IV Die Pyramide als Zeichen Licht – Raum – Nacht – Farbe

Licht

Das für die Licht-Raum-Skulptur verwendete geometrische Zeichen der vierseitigen Pyramide repräsentiert das zweite Element des WAHRZEICHENS REICHSTAG, das LICHT.

Licht und Finsternis gehören zu den Ur-Symbolen der Menschheit. In allen Schöpfungsmythen kommt dem Licht zentrale Bedeutung zu: Die Schöpfung beginnt mit der Erschaffung des Lichtes. Als Gegensatz zur Finsternis gilt Licht als Inbegriff aller Heilsgüter: Licht ist die Voraussetzung allen irdischen Lebens; Grundbedingung menschlicher Existenz.

Der Doppelcharakter des Lichtes als elektromagnetische Welle wie Strom von Teilchen steht als Bindeglied zwischen der stofflichen Basis des Wahrzeichens, dem Reichstagsgebäude, und der Spiritualität menschlicher Existenz. Denn die Licht – Raum – Skulptur richtet sich über die visuelle Erfahrbarkeit hinaus an den schöpferischen Geist des Menschen.

Das Licht des Lasers kommt in der Natur nicht vor.

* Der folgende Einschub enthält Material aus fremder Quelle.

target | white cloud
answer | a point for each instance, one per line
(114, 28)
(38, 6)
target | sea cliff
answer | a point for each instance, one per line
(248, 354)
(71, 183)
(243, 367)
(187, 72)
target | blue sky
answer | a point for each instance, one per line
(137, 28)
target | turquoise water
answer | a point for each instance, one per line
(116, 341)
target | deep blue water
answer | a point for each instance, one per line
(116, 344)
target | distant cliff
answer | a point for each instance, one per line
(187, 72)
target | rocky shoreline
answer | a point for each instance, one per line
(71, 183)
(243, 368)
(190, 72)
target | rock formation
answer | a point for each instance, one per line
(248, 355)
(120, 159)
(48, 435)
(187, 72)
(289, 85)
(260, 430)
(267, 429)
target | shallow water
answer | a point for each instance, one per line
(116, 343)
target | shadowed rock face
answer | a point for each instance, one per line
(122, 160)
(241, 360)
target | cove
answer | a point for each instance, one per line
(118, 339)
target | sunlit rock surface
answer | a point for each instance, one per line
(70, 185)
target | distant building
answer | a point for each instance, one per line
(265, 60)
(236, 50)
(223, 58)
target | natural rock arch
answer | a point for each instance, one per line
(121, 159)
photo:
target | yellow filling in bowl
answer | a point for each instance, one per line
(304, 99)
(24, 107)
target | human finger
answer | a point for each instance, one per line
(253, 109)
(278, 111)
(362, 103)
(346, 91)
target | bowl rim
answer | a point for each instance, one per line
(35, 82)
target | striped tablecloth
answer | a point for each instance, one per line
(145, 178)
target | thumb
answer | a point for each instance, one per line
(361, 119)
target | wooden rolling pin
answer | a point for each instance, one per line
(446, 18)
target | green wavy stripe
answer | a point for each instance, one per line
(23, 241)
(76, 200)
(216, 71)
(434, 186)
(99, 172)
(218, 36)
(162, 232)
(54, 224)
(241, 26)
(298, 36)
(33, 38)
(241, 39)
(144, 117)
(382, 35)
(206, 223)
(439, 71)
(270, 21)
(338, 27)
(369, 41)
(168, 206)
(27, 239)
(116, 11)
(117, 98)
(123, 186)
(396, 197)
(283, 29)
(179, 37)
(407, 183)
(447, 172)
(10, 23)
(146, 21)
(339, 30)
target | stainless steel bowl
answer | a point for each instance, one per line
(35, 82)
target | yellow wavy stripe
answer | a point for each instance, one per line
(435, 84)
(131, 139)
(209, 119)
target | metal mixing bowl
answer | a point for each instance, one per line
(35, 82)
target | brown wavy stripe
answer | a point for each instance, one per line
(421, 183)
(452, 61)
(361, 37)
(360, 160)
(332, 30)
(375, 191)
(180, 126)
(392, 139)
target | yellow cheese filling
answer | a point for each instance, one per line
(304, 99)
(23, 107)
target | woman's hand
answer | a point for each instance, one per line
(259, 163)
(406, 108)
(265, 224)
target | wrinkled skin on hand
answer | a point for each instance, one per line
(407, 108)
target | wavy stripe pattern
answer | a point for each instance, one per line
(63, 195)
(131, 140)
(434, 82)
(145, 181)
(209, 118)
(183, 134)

In einer vom Menschen erzeugten und gebändigten Qualität ist Laserlicht wie kein anderes Licht Kunst -Licht. Die aus den Lichtverstärkern austretende Strahlung ist sehr scharf gebündelt und monochromatisch, von sehr hohem Strahlungsfluß und großer Energiedichte.

Das gleichwellige, nur in eine Richtung fließende Laserlicht vermag weiteste Entfernungen zu durchmessen, weist jedoch nur eine bedingte Seitensichtbarkeit auf, welche von der Anzahl der Partikel in der Luft abhängt, die von den Lichtstrahlen getroffen werden.

Die Sichtbarkeit der Licht-Raum-Skulptur ist unmittelbar mit dem Zustand der Atmosphäre verbunden. Dadurch ist sie dynamisch und statisch zugleich. Trotz ihres eigentlich statischen, zielgerichteten Charakters und ihrer präzisen Linienführung lebt sie mit dem sie umgebenden Raum und dessen wechselnden Eigenschaften.

Raum

Raum und Zeit kommen im WAHRZEICHEN REICHSTAG besondere Bedeutung zu -, in zeit-räumlichem wie raum-zeitlichem Sinn. Die Transparenz des geometrischen Symbols sowie das zu seiner Erzeugung verwendete Licht und dessen Ausbreitungsgeschwindigkeit verweisen auf die räumlichen und zeitlichen Dimensionen des WAHRZEICHENS REICHSTAG.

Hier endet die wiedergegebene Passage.